As for S6, what a clusterfuck of epic proportion. It is hard to even describe the disappointment. So has Carrie been miraculously cured? You’d never know she struggles with being bipolar. After what happened to Quinn and having read that letter (no words for that, btw), there was no dark pit of anguish unearthed? I call bullshit, especially after her supposed epiphany in S5 about actually being the problem. Now they’re writing her like she never loved Quinn the way I know she did. They put all of these signs in there about how much she did love him, and they were especially recognizable for someone who is bipolar. It was like they made a U-turn and hoped we would forget all of that. If she had truly believed the things she said to Otto, there is no way she wouldn’t have been honest with Quinn. She would have told him they woke him from the coma and why they made that decision.

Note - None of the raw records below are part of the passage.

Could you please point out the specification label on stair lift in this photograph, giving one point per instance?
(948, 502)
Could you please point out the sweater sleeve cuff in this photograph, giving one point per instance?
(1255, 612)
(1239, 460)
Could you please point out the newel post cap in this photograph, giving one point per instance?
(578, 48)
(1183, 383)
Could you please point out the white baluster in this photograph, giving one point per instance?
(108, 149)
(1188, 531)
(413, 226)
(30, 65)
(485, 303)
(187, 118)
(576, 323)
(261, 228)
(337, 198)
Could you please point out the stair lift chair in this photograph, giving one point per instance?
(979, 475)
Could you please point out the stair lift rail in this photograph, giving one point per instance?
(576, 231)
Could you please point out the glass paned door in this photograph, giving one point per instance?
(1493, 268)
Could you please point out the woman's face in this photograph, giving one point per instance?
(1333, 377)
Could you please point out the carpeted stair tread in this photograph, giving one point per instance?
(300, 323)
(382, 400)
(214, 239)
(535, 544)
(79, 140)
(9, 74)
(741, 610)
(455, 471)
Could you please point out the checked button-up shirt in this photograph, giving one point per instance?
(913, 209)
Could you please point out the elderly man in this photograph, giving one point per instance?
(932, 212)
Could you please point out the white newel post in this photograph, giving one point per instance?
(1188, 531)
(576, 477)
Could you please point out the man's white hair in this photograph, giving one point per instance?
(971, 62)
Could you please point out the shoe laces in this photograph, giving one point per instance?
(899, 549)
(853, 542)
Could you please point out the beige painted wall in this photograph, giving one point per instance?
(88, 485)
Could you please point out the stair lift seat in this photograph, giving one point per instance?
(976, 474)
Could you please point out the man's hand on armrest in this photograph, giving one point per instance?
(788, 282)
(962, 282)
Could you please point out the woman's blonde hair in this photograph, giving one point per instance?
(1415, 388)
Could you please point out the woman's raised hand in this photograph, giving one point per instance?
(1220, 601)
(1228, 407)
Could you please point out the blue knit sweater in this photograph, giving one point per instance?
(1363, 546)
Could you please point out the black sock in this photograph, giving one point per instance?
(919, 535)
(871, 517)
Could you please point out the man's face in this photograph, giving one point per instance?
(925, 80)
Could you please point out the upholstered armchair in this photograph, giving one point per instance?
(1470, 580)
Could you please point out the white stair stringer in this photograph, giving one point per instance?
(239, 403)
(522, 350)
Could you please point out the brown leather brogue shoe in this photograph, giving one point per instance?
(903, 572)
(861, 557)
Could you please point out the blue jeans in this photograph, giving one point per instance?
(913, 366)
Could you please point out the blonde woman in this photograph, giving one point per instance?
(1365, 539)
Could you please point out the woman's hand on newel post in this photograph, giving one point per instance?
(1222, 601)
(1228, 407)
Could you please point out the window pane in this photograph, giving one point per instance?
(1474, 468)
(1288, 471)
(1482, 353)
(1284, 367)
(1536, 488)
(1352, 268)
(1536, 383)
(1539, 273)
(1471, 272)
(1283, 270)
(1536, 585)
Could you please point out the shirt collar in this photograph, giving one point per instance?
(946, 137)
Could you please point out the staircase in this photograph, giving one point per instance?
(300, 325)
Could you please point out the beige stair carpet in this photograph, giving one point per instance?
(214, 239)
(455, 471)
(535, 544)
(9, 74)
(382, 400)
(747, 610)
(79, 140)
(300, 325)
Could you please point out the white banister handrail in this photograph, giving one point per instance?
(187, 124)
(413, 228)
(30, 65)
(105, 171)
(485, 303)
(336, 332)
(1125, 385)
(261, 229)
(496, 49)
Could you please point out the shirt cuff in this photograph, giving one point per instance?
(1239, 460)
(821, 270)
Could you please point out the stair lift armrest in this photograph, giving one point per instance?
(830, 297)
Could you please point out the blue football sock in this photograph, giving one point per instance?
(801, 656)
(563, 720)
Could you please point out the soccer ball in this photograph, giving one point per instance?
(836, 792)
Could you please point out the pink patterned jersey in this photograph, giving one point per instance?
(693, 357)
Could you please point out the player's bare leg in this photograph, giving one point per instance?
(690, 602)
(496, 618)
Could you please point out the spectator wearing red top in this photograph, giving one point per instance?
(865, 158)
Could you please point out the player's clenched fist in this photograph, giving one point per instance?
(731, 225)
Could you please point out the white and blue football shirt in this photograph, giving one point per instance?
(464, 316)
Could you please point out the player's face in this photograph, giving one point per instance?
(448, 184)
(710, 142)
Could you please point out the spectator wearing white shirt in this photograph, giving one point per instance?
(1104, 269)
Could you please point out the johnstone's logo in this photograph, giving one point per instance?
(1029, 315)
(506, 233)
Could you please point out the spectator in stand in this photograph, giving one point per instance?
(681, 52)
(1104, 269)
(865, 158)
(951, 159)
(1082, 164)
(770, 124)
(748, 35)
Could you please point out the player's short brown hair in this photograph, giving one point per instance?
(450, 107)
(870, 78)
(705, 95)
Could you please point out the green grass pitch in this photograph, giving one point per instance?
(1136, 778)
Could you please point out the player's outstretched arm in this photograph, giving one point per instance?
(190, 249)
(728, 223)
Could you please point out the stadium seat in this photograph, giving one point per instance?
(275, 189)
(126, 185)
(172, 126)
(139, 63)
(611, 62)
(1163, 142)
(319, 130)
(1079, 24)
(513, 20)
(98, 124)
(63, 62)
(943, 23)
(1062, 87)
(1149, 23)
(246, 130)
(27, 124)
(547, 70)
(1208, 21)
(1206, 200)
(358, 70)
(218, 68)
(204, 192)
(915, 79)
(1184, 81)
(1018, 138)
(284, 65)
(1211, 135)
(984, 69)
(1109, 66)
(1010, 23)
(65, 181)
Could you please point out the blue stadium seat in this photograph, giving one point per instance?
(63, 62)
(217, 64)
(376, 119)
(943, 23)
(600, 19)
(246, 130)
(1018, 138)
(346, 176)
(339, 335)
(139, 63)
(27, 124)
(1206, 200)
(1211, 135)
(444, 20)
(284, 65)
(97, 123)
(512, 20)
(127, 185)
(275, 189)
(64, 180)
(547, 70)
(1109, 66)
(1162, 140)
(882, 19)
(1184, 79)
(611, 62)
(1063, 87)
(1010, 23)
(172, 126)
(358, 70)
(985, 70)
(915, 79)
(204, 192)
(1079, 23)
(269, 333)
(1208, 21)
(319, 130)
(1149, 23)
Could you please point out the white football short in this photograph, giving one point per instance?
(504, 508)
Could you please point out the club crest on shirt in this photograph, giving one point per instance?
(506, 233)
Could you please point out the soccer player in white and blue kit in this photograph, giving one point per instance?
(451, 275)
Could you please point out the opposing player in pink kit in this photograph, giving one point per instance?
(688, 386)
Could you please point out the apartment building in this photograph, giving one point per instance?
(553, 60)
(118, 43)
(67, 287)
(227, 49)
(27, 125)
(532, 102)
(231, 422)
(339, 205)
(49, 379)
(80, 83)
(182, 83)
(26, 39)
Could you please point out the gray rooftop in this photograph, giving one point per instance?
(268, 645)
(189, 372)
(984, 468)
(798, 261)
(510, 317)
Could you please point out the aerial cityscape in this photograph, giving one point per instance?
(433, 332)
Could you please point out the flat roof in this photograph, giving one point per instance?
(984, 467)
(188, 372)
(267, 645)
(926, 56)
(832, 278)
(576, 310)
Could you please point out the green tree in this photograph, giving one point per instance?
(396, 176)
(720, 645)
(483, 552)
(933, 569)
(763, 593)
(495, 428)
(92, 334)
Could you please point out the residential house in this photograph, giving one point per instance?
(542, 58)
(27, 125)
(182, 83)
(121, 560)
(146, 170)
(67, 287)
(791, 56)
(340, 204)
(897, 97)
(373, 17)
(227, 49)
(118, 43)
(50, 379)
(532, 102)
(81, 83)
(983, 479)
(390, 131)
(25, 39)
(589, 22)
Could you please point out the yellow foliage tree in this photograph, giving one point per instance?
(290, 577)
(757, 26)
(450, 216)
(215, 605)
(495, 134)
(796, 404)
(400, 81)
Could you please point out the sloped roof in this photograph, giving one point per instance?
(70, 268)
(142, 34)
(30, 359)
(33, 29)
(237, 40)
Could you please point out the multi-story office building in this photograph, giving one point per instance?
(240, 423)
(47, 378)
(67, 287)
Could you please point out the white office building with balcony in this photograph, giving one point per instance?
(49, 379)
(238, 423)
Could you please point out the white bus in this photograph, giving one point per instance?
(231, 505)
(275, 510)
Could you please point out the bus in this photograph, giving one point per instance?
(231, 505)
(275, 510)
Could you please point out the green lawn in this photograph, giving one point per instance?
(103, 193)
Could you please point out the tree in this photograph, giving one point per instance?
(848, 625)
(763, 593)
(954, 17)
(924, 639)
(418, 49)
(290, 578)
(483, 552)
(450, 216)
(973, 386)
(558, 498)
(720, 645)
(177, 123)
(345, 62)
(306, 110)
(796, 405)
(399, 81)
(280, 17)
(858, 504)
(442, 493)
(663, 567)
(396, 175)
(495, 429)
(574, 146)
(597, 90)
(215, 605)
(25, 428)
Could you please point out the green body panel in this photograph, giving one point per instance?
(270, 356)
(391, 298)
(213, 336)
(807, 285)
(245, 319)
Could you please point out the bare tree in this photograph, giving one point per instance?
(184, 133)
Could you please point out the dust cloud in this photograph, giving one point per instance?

It wouldn’t have been this dark cloud overhead that causes a catastrophic storm, leaving pieces of Quinn’s heart in its wake. Quinn finding out later from Dar, who is clearly trying to spin the narrative, was such a cruel story arc. All that accomplished was to shine an even bigger spotlight on Carrie’s selfish behavior. It appeared to me that the writers were trying to suggest that she was more worried about him never forgiving her and losing him for good instead of just laying it out for him and dealing with the consequences, whatever they may be. Quinn would have been devastated regardless, but I think it would have been less about her making the choice she made and more about the fact that she was able to follow through with it. Let’s face it. Even knowing it is what Carrie would have wanted had the roles been reversed, does anyone really believe Quinn could have actually gone through with it? Knowing that one of the risks was death, he would’ve never made that call. He loved her too much. She was able to make that call, though. Quinn having to come to terms with that is just heartbreaking. 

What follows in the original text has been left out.